Where dem' Oranges at?!?!

That's what I'm asking myself, where in the living god are the orange groves? I live in a town with the word orange in it's name yet for as long as I lived here, I've never seen one orange orchard. Then I looked into it, (because what else would I do?) It turns out actually that our town, oh I'll just say it, "Orange Park" not only had orange groves before the the freeze wiped them out in the thirties (much like my 09' tomato crop), but they also had monkey research facilities, yes, monkey research facilities.....I'll explain.

Orange Park was the home of the Yerkes Regional Primate Research Center, one of ten regional centers for primate research. The Orange Park center, established in 1930 by psychologist Robert Yerkes and Yale University and the Rockefeller Foundation, was the first laboratory in the United States for the study of non-human primates.

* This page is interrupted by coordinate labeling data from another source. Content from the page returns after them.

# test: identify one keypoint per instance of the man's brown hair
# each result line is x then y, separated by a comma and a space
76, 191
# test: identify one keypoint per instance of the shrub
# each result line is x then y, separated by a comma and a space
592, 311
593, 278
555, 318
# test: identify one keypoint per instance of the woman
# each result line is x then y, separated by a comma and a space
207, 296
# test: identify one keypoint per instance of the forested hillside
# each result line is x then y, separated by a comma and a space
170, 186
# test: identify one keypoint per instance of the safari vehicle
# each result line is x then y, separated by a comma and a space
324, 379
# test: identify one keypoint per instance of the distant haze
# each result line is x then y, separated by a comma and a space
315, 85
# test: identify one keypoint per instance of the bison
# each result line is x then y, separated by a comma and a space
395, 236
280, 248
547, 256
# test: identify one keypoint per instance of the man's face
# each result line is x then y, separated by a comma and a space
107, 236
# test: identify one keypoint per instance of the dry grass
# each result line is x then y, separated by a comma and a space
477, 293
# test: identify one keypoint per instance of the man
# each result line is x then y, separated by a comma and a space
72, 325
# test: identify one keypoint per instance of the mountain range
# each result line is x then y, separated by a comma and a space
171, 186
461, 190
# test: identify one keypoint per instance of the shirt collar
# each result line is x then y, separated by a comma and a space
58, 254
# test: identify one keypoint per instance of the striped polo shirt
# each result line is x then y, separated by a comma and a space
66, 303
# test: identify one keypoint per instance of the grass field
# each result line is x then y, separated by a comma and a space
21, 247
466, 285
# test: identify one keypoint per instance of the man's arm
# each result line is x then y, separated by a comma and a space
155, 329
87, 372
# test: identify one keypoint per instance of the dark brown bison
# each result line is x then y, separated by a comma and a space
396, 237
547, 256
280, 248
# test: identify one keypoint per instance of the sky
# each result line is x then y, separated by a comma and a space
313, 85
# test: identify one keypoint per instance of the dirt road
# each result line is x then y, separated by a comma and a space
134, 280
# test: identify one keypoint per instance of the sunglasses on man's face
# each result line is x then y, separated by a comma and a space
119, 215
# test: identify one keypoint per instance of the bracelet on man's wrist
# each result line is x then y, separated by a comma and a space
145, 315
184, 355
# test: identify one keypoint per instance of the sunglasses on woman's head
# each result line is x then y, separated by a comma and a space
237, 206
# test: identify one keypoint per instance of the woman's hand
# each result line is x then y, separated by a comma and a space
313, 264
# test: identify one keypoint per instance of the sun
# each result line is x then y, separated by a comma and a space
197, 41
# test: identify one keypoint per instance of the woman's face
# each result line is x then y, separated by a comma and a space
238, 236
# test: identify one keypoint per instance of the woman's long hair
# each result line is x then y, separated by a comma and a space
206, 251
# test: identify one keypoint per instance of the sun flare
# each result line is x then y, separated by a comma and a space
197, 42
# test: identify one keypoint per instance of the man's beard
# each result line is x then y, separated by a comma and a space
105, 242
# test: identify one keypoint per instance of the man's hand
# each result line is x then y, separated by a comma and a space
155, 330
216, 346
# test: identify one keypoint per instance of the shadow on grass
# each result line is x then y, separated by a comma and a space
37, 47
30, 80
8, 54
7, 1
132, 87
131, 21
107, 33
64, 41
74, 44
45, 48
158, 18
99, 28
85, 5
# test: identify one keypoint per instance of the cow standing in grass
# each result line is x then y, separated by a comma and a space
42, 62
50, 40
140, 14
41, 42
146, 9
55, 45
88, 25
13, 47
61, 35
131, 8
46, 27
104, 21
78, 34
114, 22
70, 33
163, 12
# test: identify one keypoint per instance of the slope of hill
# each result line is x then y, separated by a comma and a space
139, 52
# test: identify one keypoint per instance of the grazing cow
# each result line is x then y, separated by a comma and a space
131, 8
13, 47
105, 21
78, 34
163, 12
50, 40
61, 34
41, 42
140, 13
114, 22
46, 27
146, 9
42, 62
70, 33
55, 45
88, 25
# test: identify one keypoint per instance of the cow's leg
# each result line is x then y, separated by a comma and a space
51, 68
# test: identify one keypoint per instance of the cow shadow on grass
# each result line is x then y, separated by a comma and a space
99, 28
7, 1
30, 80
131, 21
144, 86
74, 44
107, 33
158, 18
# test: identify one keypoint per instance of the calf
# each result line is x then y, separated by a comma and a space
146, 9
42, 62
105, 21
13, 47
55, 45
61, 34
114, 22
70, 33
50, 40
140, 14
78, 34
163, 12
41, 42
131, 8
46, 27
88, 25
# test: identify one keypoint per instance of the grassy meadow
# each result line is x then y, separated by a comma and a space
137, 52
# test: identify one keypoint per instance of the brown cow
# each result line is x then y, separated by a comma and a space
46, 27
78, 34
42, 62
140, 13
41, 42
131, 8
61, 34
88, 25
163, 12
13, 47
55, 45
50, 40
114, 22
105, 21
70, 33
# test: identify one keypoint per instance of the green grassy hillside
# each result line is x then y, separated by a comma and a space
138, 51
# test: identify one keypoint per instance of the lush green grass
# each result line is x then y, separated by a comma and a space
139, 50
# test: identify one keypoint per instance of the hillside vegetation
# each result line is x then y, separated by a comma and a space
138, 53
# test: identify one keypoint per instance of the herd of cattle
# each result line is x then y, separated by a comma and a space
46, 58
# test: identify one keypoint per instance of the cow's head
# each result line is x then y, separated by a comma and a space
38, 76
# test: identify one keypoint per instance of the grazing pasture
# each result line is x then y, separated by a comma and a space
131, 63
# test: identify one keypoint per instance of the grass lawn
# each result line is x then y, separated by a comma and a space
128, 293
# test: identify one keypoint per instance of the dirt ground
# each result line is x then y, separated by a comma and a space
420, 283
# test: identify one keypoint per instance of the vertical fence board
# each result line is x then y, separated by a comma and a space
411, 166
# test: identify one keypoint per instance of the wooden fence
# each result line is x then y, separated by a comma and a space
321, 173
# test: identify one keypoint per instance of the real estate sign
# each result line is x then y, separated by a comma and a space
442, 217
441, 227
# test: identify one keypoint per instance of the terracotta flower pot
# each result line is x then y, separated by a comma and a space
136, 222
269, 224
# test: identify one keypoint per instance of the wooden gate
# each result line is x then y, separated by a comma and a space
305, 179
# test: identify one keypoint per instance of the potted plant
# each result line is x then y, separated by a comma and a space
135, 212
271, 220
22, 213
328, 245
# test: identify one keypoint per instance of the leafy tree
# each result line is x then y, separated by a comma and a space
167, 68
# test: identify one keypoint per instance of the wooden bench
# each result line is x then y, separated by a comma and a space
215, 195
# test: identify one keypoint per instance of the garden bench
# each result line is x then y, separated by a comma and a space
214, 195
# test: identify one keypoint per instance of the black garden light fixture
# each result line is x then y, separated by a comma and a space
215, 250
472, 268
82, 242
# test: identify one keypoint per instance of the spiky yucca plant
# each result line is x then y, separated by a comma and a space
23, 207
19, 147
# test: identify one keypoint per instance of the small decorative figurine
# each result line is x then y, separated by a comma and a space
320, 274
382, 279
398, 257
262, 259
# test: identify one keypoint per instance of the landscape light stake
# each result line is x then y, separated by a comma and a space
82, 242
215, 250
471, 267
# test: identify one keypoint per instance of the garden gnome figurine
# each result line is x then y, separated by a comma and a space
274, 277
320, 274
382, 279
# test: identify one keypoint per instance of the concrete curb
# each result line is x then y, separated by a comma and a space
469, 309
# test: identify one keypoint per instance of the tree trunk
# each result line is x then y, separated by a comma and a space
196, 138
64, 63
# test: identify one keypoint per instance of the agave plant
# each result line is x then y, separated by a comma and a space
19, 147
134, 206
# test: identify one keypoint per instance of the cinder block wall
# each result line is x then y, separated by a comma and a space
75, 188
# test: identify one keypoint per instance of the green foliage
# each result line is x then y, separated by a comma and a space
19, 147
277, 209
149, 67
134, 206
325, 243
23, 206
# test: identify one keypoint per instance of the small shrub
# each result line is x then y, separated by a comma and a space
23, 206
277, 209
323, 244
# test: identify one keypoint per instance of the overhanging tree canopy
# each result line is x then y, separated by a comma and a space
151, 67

Part of the land on which the Foxwood development sits was once a monkey research facility called the Yerkes Laboratories of Primate Biology (1930-1965). Prior to the Yerkes facility opening in 1930, Yerkes was engaged in his own research with two great apes, aptly named “Chim” and “Panzee”. His findings convinced officials at Yale University, the Rockefeller Foundation and the Carnegie Foundation to sponsor the Orange Park facility. Initially designed to house about 25 chimpanzees, researchers worked with an estimated 65 chimps (and possibly more) during the lab’s 35-year history. This location was home to chimpanzees nurtured as humans such as Gua chimpanzee and Viki and other primates from the estate of Madame Rosalia Abreu in Havana. It was home to some of the leading behavioral scientists of the time, some of whom either liked or hated living in the humid South. These researchers studied various aspects of primate behavior, including basic biology, sensory function, reproductive systems, behavioral patterns, physiology and anatomy. Comically, rumors about the place by Orange Park residents included those of scientists cross-breeding humans with apes. Yet, the term “Monkey Farm” was (and still is) the popular name given to the Yerkes Labs by Orange Park residents.

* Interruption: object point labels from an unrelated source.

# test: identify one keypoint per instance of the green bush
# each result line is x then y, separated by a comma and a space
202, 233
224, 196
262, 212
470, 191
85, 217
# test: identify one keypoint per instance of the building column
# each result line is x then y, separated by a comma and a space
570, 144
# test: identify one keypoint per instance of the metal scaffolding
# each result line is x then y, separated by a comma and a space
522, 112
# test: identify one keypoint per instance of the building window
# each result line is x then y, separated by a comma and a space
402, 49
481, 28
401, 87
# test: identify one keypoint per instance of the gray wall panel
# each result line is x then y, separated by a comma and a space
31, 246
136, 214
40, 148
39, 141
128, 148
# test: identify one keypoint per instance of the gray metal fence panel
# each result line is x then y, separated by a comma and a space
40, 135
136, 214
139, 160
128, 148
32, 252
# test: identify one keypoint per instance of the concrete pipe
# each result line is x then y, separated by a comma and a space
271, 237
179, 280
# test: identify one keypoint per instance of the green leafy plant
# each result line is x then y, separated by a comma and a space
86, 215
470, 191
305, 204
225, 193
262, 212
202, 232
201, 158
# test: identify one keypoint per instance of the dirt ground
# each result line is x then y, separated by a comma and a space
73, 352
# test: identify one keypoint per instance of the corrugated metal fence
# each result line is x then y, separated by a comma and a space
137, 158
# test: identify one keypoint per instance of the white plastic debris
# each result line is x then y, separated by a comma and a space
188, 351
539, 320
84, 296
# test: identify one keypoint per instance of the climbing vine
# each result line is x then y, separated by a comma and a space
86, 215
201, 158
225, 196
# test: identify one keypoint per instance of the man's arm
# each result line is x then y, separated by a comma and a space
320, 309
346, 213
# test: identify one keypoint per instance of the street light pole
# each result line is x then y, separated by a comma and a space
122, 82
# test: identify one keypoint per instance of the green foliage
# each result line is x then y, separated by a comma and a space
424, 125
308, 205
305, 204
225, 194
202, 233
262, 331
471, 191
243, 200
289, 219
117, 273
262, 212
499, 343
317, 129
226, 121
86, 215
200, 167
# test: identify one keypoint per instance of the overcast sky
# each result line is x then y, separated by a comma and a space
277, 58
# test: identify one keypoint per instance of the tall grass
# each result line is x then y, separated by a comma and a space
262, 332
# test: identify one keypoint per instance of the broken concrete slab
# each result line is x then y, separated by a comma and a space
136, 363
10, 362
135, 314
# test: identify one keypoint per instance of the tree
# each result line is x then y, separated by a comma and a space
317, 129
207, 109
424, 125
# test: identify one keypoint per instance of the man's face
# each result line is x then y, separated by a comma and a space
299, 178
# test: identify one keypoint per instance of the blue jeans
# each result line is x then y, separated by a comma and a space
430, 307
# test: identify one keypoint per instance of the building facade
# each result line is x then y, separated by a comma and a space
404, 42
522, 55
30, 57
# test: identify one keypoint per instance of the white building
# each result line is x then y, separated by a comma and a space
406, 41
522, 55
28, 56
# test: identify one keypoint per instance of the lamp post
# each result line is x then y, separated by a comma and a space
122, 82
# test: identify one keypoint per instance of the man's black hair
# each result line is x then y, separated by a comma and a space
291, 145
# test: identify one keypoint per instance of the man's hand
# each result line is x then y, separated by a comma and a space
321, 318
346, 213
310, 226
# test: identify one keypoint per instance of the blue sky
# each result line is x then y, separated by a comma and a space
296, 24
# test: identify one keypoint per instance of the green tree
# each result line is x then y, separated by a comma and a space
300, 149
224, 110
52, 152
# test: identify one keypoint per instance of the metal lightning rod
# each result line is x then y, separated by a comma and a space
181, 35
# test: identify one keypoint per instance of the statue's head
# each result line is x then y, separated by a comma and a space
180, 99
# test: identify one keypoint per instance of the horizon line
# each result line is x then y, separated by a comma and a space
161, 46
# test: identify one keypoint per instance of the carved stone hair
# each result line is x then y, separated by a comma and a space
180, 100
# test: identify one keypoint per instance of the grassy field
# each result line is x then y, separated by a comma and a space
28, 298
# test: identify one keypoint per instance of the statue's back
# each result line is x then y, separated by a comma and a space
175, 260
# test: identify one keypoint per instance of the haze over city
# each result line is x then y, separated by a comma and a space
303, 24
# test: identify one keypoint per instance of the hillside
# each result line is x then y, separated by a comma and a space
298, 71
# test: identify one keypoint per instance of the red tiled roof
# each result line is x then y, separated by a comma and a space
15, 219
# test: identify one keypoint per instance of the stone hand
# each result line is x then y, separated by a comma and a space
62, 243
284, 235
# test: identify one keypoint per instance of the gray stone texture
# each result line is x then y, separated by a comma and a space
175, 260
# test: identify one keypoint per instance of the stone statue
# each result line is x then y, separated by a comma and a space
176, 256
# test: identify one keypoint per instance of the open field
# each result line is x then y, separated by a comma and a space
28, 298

The plot of land in Orange Park which Yerkes Labs sat upon was 188 acres, about a mile from the town of Orange Park. The actual research buildings sat on less than an acre, on what is now part of the Foxwood Center plaza (facing Orange Park Medical Center on Kingsley Avenue and next to the kangaroo which I drive by every day nearly). In 1966, the abandoned buildings and adjacent land were purchased by Developer Marvin Wilhite of Ahpla, Inc., who still lives in Foxwood and built other communities such as Foxridge. He chose the name Ahpla (using a backward arrangement of the letters) after a female chimp named Alpha, who was the first chimp born at the Yerkes Labs on Sept. 11, 1930.

Foxwood Center still has some of the original laboratory buildings that once housed the chimps, the grounds caretaker, and administrative offices. These stand alongside others that have been added, including the Orange Park Chamber of Commerce building. The old caretaker’s house is now The Granary. (WHAT?! the granary my favorite store mind you, was a monkey keeper's house?!?!)

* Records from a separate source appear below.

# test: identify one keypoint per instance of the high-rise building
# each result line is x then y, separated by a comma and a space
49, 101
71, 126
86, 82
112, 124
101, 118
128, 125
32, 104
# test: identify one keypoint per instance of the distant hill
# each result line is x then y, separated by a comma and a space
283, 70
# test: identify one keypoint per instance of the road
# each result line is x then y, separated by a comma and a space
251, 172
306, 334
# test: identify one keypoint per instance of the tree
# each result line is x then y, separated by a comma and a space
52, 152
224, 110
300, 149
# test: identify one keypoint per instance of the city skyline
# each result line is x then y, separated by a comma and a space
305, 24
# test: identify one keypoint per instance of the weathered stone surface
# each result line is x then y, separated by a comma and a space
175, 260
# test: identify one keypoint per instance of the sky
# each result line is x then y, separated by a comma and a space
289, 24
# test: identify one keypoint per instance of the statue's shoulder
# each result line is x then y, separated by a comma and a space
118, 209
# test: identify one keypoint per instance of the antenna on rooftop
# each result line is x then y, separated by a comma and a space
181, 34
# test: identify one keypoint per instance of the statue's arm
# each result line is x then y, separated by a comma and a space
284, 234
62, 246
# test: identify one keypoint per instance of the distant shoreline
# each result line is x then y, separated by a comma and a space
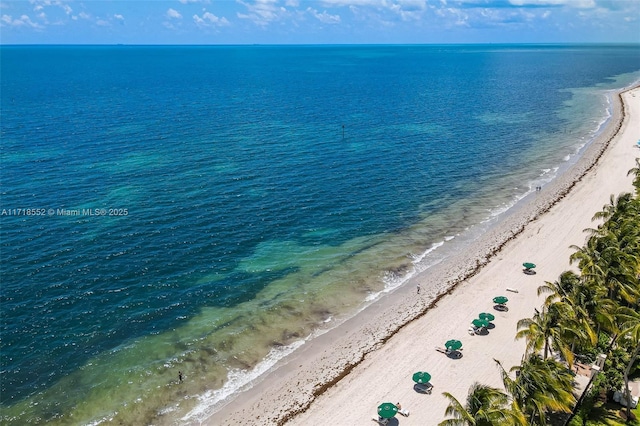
295, 400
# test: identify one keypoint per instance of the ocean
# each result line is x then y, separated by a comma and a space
208, 209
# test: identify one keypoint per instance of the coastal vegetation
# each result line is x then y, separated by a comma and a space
594, 310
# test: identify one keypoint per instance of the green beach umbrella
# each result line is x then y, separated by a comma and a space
480, 323
485, 315
500, 300
387, 410
453, 345
421, 377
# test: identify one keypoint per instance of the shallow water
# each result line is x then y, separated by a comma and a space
251, 223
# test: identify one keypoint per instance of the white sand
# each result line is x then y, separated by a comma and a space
364, 365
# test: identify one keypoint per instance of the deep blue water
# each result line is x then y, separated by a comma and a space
215, 151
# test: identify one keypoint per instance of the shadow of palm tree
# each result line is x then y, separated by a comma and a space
454, 354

I was just as baffled when I read this as I'm sure you are, who in the world would have thought we had some sort of "Planet of the Apes" facility here? I mean ok I understand every small town has it's weird residents, like the crossing guard who waves to everyone at the corner, who isn't a crossing guard..... But a monkey facility? Wow...just wow....

What was I talking about before? oh right the orange groves...we had oranges, there I said it, yay, we had orange groves then all the darn things froze. But a monkey facility people! in Orange Park, what's next? A black hole in the local WinneDixe janitor's closet?!